The Ryan Center, the University of Chicago’s campus abortion clinic, advertises potentially illegal late-term abortions on its websites, according to a recent report from The Chicago Thinker, the university’s right-leaning student newspaper.
The 2019 Illinois Reproductive Health Act (RHA) states that, if an unborn baby can live outside the womb, an abortion can only be performed “if, in the professional judgment of the health care professional, the abortion is necessary to protect the life or health of the patient.”
The Ryan Center, however, offers abortions of preborn babies up to 23 weeks and 6 days old, when a significant percentage can survive outside the womb, and regardless of any threat to the mother’s life or health. The Family Planning Associates (FPA) Chicago clinic similarly offers abortions up to 23.5 weeks. These are both ages at which babies prematurely delivered and given standard medical care often survive outside the womb.
“U.S. babies delivered at 22 weeks survive approximately 28% of the time, while babies delivered at 23 weeks survive approximately 55% of the time,” writes Thinker reporter Ben Ogilvie. “Their survival rate is presumably even higher at a state-of-the-art health center like UChicago Medicine.”

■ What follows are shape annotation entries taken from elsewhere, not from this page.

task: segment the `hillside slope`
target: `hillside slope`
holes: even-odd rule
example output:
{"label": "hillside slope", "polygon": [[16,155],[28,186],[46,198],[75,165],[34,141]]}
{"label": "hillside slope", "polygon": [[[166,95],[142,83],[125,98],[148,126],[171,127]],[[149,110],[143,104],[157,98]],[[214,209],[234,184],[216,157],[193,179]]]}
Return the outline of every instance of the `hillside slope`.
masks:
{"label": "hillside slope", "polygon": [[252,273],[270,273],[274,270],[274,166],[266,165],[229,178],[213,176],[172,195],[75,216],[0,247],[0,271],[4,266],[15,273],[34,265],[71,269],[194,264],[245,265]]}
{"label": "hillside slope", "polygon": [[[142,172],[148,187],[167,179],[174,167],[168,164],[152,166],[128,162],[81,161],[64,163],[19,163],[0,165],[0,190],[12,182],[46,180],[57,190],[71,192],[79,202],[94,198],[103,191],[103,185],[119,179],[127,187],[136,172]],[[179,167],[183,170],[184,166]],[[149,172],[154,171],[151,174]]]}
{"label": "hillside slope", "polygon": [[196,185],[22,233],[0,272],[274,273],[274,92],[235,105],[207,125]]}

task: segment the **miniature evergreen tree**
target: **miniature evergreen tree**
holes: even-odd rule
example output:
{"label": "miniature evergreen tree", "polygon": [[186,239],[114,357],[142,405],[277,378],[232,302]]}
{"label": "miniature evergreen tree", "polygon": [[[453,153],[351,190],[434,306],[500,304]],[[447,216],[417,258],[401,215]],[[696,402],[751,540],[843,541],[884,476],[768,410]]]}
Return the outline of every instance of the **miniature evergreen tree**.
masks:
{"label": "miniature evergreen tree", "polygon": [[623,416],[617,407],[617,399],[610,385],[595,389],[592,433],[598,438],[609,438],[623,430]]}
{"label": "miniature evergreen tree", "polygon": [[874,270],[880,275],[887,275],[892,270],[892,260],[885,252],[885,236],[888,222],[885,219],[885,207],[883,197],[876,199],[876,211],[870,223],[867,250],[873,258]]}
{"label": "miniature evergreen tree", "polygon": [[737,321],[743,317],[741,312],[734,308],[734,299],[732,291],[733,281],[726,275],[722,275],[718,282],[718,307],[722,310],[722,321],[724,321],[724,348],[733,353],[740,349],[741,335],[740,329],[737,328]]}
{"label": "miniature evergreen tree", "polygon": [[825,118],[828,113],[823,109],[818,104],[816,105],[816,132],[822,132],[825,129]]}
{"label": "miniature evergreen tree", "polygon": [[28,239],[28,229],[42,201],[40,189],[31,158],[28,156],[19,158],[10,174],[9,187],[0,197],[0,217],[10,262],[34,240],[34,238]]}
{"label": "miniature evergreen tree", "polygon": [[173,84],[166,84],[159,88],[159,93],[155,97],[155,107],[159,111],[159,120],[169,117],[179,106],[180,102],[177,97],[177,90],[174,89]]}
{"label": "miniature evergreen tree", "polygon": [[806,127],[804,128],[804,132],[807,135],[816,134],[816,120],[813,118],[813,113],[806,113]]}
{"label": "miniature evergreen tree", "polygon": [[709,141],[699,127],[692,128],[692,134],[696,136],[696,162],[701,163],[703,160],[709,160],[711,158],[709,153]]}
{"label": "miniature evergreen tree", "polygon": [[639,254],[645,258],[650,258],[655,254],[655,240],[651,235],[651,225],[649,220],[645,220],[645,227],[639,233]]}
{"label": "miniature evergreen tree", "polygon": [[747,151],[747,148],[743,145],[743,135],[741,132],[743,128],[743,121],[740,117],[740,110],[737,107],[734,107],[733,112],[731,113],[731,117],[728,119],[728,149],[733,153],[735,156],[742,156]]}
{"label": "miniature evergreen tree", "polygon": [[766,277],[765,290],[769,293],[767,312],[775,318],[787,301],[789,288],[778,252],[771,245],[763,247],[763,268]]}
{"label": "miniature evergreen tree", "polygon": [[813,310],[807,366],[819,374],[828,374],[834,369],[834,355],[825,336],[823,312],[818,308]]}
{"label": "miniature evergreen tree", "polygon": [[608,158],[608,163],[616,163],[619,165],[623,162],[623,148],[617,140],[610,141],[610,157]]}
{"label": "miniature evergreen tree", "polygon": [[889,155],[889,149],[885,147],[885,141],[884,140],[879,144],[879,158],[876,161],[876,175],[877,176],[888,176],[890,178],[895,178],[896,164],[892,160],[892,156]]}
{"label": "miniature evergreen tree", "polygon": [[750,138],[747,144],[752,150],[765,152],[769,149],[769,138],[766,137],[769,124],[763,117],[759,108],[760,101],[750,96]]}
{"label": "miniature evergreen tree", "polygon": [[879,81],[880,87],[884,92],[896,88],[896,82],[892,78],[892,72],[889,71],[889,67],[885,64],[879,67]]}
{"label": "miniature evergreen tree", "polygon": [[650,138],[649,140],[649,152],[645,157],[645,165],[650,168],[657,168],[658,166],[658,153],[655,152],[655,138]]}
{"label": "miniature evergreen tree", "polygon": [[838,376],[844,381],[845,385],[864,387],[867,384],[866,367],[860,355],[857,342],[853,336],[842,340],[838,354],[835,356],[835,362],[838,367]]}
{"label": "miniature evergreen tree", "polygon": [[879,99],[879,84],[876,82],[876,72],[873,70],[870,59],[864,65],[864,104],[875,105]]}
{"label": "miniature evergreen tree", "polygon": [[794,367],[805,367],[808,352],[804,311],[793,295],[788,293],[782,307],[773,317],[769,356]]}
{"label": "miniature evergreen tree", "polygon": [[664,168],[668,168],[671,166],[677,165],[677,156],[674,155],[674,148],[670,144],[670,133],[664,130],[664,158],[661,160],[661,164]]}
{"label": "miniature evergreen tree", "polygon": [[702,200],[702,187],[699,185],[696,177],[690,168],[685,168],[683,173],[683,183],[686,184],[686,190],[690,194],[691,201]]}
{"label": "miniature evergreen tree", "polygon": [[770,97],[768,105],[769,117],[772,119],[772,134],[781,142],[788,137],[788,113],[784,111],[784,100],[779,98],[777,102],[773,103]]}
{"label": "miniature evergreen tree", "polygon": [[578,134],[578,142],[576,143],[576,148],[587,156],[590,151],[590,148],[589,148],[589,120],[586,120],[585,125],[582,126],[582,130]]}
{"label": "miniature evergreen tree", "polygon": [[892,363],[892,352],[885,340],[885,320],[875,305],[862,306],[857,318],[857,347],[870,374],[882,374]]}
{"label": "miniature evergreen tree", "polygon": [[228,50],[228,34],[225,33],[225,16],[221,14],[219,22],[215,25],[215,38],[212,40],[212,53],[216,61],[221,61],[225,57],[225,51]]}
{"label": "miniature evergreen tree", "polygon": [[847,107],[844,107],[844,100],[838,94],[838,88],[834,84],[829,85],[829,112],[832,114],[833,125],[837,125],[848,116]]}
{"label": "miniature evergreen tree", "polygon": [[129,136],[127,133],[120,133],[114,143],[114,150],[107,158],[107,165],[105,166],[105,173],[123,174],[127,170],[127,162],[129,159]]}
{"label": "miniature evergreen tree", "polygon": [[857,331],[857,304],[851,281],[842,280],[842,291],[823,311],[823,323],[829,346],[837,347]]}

Essentially, killing viable babies is only allowed in extreme situations threatening the life of the mother in Illinois, yet the Ryan Center and FPA clinic appear to be advertising late-term abortions of babies at a known viable stage to anyone, under any circumstance.
The Ryan Center and the FPA clinic may be getting away with performing illegal late-term abortions because of the RHA’s definition of viability. Its definition is not simply whether a child has a chance of surviving outside the womb or even if the child has a good chance. The RHA defines viability as when “in the professional judgment of the attending health care professional, based on the particular facts of the case, there is a significant likelihood of a fetus’s sustained survival outside the uterus without the application of extraordinary medical measures.”
Subjective terms like “extraordinary” have often been misconstrued by abortionists to get away with killing children outside the legal limits. According to Ogilvie, “’Extraordinary’ is a term of art commonly used in discussions of end-of-life care, living wills, and Catholic bioethics. It generally refers to medical care that is highly expensive or painful with limited benefits; cancer treatment for the terminally ill is a classic example.”